The old-timer let fly a wad of chaw, the snuff hitting the edge of the gray velveteen seat with a twang.

“Silk worms come into Vancouver Harbor di-rect from Hong Kong in Jay-pan to the rail yard. Them gets loaded onta special heated cars. Under guard. Orders are shoot to kill anyone who’s delay the packin’ and trainin’ out. Each silk train worth mabbe five, ten million dollars.”

“Sounds like a story,” a well dressed, young woman said from across the aisle.

“No, no story, lady. Them silkies run from Vancouver inta New York in ‘bout thirty hours. They’s goes non stop ‘cept for puttin’ on water an’ food with fresh crews, an’ wood o’ course, for the engine.”

“So the train don’t stop for all the stations?” Raoul asked.

“Right. It’s gonna stop mabbe three times before it gets ta New York. Mabbe change engine to a fresh one.”

“Where on the wrong train,” Raoul whispered to Nazaire.

“No, it don’t take no passengers, only the worms.

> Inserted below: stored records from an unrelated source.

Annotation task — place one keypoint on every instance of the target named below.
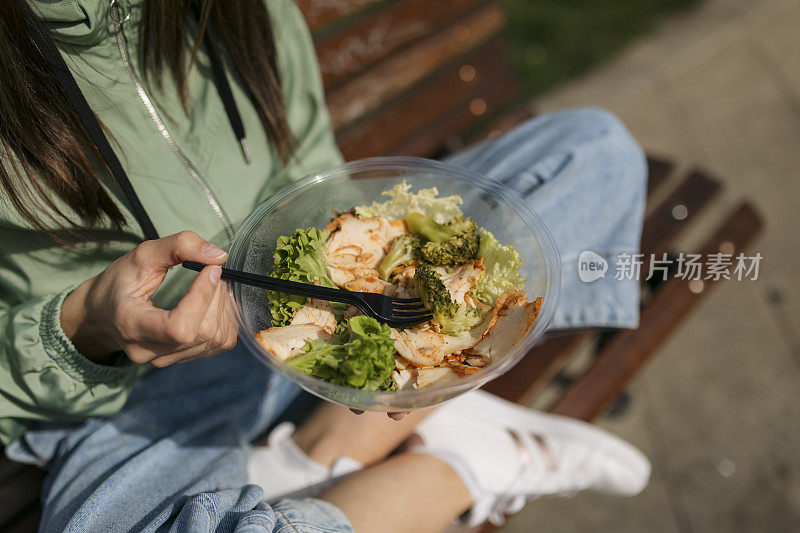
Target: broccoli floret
(450, 244)
(404, 250)
(451, 317)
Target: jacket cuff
(61, 350)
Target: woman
(204, 111)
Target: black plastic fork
(396, 312)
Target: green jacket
(42, 376)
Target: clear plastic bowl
(314, 200)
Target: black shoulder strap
(41, 36)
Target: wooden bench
(422, 78)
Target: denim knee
(614, 142)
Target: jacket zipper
(159, 123)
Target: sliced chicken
(357, 242)
(317, 313)
(370, 284)
(515, 316)
(288, 341)
(420, 346)
(461, 280)
(402, 378)
(438, 375)
(423, 346)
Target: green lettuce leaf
(360, 355)
(297, 258)
(502, 265)
(402, 202)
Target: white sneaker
(507, 454)
(282, 469)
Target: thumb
(171, 250)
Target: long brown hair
(51, 171)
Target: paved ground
(717, 410)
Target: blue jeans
(174, 457)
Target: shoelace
(528, 446)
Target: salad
(412, 245)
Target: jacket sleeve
(43, 376)
(306, 110)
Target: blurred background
(702, 84)
(716, 84)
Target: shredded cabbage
(402, 202)
(502, 264)
(360, 356)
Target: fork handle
(281, 285)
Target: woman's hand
(112, 311)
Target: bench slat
(543, 362)
(430, 141)
(365, 93)
(377, 35)
(538, 367)
(619, 361)
(658, 172)
(408, 118)
(669, 218)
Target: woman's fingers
(217, 334)
(184, 323)
(172, 250)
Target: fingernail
(214, 275)
(212, 252)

Ain’t that a hellofa thing.”


“They shoot to kill, you say?” The young woman asked.

“Yessum, they’s do. You watch. Ev’ry time a silkie comes by a station, you’ll see two riflemen come outside, hang on the handrails of the Engineer’s Walk an’ two others standing on each side the caboose, leanin’ out far, watchin’ for trouble, damned ready to shoot anyone who slows down them trains. I reckon them worms must be real delicate, easy to die.” He looked from the young woman to Nazaire and Raoul, then back out his window.

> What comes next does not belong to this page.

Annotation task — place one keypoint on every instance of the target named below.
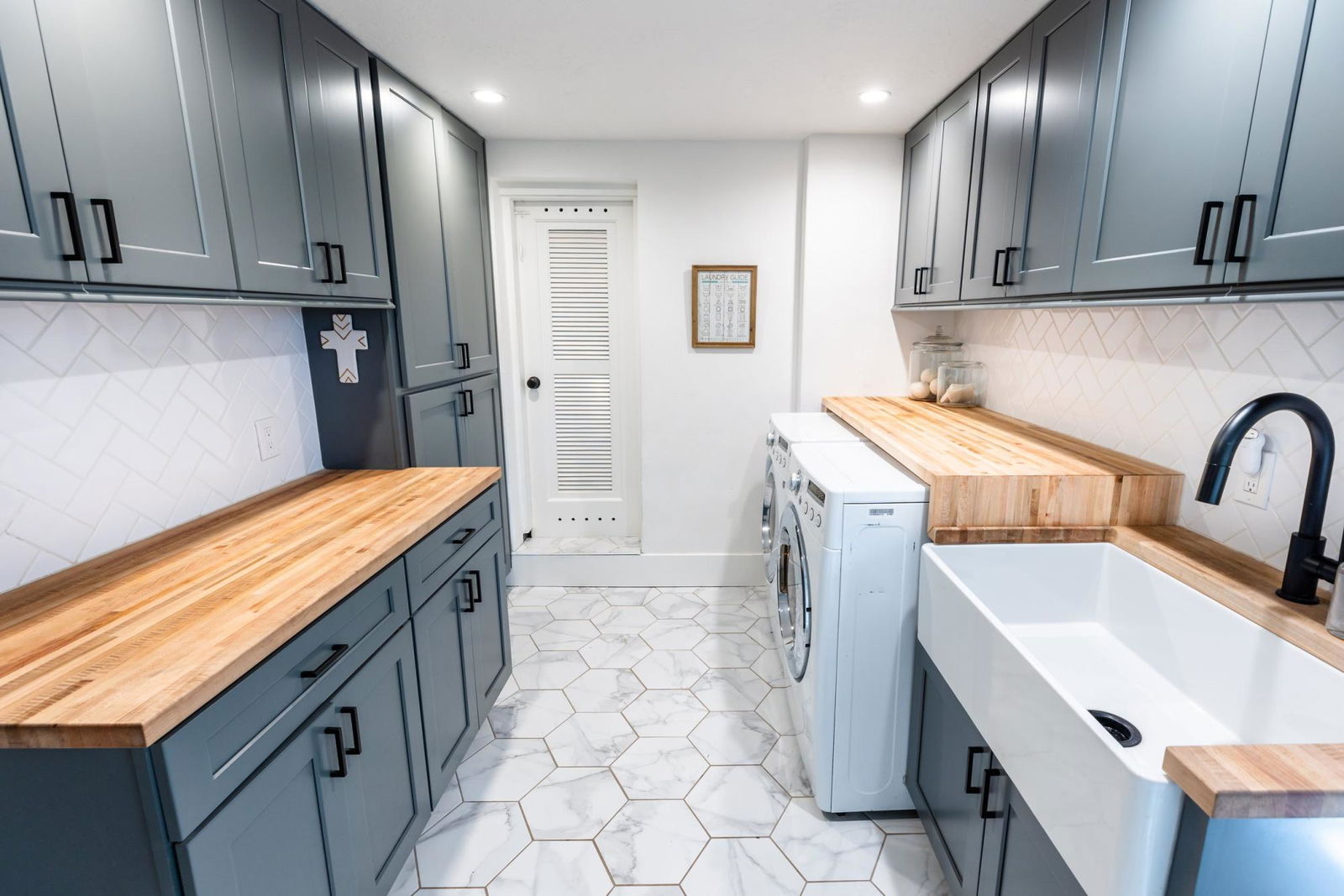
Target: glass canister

“What do they do with the silk worms?” A young boy asked.

“Delicates, boy, fancy silks for women,” he said, “stupid boy.”

A Canadian Pacific Railway cargo train came upon the passenger train on the siding, its engine roaring louder that Jehovah. Each coach car swayed in the wake of the displaced air as the faster train whizzed by, like a herd of buffalo outracing an idle animal, the thrown air rattling against the window glass.